I am pushing the String approach because I believe it to be a better way to approach the cost of calculating. Instead of finding out too late that my process is far to much for me to handle, I can now assess it as a string, dynamic and precise, it is a set of different patterns of data instead of reifying the actual value it is meant to represent. To make it more clear, understanding that infinity is limitless and a concept of eternal, it is an entirely different thing to sit down and try to compute number so absurdly large that the mere conceptualization is neigh impossible.

To break it down more, saying “no thanks” before you open the nasty grams of non-viable requests is a huge step forward.
I can define and provide integrity while not having to risk costly digestion processes as the process acknowledges the value exists, but it doesn’t try to allocate space to reify it allocation.

Last update, I am starting perl and am hoping to do some integration more with Kotlin using it. Perl can do embedded systems, and from what I can surmise, do it very very well. Syntactically, I would like to test its incorporation to build out NLP AI that can recognize certain scripting languages and proceed in an unsupervised fashion to communicate to each other utilizing the more colloquial syntax that Perl provides as saying “my banana” has more meaning to NLP than does “var Banana”.

That is a good update and development in this sphere.

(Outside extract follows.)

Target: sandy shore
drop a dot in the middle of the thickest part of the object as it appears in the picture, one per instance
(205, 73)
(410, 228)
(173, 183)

https://github.com/yugely/Dispatch
regex-“(?GREENLIGHT>[1-9])|(?[0])|(?[M]|[\-])|(?<YINTERSECT)|(?O)|(?[\n]|[\r])|(?I)|(?T)|(?E)|(?V)”
val route =
“”"
T --------------M---------------I
-|0000001000|0000001000
-|0000001000|0000001000
-|0000001000|0000001000
-|0000001000|0000001000
-|0000001000|0000001000
-|0100000000|0010100000
-|0000000100|0000010000
-|0000010000|0000001000
-|0010000100|0001000100
-|0000000100|0000000010
-M--------------O--------------M
-|0000000000|0000000000
-|0000000000|0000000000
-|0000000000|0000000000
-|0000000000|0000000000
-|0000000000|0000000000
-|0100001000|0000000100
-|0000100000|0000100000
-|0010001000|0100000010
-|0010000000|0000010000
-|0000000000|0000000000
-E---------------M---------------V
“”".trimIndent()

This is the floor plane coordinate plot used. The borders are single space literals, and the lim
it’s returns are the carriage returns that down-
-
-shift the integer values.

  1. We first run a regex to get the X plane quadrant limits, to make sure it is even, and establish the middle (M), to
    give us quadrant1 (I) and Quadrant2 (T). Any position from Position T to Position M is considered -X (Java/Kotlin reads from
    Left to right). Anything from Position M to Position I is consider +X. The quad limit +/- div 2 must be 0. So Abs(T-M)==Abs(I-M)
  2. We run a regex to get Y Plane coordinate limits. Everything from Position T to Position E. Everything from Position T
    to from M–O–M below is considered +Y and anything from Position M to Position E is considered negative.
    The quad limit +/- div 2 must be 0. So Abs(T)==Abs(E) and validate the limit
  3. We run a validation check to get the limits of Quadrant4 (F) and validate (Pos(E)-pos(V))==(Pos(T)-pos(I))
  4. Once limits are establish we store it a semi mutable object where we only validate that the limits have not changed
    when there is a call from anywhere on the coordinate plane when we get dynamic and changing stream data
  5. Pos O is the Origin point of the planes, and the crossing of the Origin point is marked as the point where we transition from upper quadrants to lower ones.
  6. Repeat the above process to validate the Y limits.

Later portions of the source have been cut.